Года три назад я приходила к людям, с которыми мне было просто и интересно, и просила у них разрешения поработать с их жильем. Собирала простые стилы из вещей в квартире, которые мне нравились чем-то, не спрашивая об их ценности, и снимала на месте. Получался своего рода психологический портрет то ли пространства, то ли человека.
— Ты часто говоришь о руинизации. Что это такое? Ты имеешь в виду естественное разрушение или то, что происходит в твоей мастерской с предметом, который был изъят из своей естественной среды?
— Пример: ты купил футболку, а потом случайно капнул на нее кетчупом. Теперь это не просто какая-то футболка, теперь она твоя.

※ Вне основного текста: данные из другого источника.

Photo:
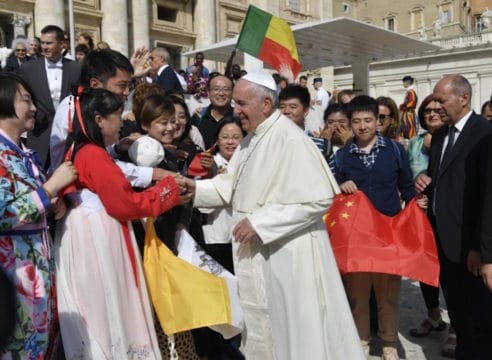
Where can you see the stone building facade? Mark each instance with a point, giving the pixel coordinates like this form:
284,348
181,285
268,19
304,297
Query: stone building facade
179,25
463,28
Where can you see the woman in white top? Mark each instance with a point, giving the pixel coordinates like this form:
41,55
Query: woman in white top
217,224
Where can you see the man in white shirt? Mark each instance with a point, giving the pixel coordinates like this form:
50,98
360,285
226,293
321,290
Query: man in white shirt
279,187
165,76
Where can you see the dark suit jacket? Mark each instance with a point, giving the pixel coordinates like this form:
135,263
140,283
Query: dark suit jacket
458,184
34,72
169,81
486,236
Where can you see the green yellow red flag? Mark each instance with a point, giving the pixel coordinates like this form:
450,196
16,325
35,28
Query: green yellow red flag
270,39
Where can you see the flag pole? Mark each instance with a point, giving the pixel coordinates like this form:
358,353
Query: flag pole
71,24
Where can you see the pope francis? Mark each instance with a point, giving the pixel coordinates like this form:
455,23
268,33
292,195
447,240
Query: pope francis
279,187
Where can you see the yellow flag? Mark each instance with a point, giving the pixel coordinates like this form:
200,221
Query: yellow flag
184,296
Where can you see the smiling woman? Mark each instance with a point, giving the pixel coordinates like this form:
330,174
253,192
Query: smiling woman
18,55
95,247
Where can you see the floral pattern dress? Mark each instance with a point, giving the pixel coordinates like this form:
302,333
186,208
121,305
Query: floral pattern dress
25,251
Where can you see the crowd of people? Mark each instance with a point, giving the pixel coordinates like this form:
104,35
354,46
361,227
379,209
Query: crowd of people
74,191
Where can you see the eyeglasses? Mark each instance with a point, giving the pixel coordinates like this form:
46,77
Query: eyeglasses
429,111
225,90
383,117
340,122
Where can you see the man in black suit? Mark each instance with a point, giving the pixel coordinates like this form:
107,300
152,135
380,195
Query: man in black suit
51,79
455,186
486,238
164,74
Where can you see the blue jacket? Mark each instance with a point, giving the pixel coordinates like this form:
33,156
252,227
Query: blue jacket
384,181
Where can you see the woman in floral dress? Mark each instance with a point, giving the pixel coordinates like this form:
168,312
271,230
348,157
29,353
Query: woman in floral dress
25,197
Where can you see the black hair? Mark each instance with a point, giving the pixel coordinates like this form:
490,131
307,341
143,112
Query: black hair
225,121
92,102
179,101
59,35
89,39
363,103
212,76
9,88
102,65
296,92
82,48
421,111
408,78
485,105
336,108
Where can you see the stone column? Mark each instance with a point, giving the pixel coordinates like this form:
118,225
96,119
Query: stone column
48,12
206,25
360,69
141,23
20,22
114,25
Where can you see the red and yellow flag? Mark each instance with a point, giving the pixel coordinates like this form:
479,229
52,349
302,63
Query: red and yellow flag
270,39
364,240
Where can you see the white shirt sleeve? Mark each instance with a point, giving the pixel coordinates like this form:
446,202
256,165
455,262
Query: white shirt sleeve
59,132
138,176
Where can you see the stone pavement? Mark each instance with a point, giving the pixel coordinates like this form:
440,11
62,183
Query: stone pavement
412,312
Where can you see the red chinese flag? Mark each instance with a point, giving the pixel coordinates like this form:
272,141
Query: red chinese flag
364,240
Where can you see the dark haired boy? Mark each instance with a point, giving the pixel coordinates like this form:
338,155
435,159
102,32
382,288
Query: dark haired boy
294,103
378,167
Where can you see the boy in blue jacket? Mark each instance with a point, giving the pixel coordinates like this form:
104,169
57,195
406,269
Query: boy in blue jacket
379,167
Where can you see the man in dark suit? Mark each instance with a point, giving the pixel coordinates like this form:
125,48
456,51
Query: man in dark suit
486,238
455,186
51,79
164,74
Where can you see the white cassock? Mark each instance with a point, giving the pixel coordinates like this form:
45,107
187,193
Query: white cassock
290,289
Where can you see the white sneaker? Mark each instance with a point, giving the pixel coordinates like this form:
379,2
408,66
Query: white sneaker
390,353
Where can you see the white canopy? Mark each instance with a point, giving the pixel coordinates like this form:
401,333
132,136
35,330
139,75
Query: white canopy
334,42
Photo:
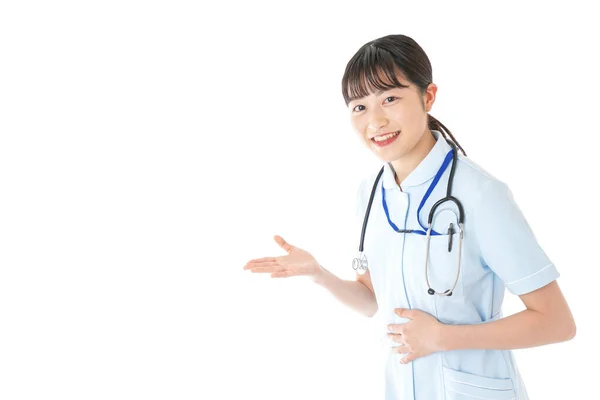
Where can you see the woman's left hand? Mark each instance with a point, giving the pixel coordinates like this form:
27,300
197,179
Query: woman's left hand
420,337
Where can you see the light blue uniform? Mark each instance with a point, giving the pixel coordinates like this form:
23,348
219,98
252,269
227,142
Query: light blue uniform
499,250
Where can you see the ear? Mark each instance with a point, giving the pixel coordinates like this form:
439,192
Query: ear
429,96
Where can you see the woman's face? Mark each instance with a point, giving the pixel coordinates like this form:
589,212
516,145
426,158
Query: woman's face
402,110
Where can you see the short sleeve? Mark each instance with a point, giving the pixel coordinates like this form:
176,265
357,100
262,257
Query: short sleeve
507,243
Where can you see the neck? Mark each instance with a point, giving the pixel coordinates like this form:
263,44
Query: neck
405,165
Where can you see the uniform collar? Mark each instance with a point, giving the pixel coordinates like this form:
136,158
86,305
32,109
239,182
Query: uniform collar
426,169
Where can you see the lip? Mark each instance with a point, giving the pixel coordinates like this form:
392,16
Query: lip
383,134
386,142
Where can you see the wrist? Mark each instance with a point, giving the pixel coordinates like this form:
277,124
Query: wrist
319,276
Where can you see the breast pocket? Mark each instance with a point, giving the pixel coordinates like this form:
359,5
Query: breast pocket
463,386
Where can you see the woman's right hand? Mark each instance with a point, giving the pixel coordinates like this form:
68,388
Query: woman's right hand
297,262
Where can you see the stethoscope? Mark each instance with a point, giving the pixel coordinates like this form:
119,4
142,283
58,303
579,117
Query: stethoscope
360,263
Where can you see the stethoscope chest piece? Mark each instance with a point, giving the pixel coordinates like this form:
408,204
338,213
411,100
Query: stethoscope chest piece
360,263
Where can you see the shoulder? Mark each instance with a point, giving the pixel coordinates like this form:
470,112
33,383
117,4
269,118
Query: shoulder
475,183
365,187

Урбанистическая среда, время, события, переживания, климат, возраст — все это накладывает на объект отпечаток.
Жизнь, которая произошла с вещью и оставила на ней следы, это и есть руинизация.
Оно сначала было чем-то, потом оно упало, потом его прижало, потом год пролежало. Потом кто-то взял, отмыл, любил, выкинул снова — я не могу точно знать ничего об опыте вещей почти никогда, даже если они новые. Но вот вещь оказалась в моих руках по какой-то причине или без нее. Главный вопрос — что делать с ней теперь.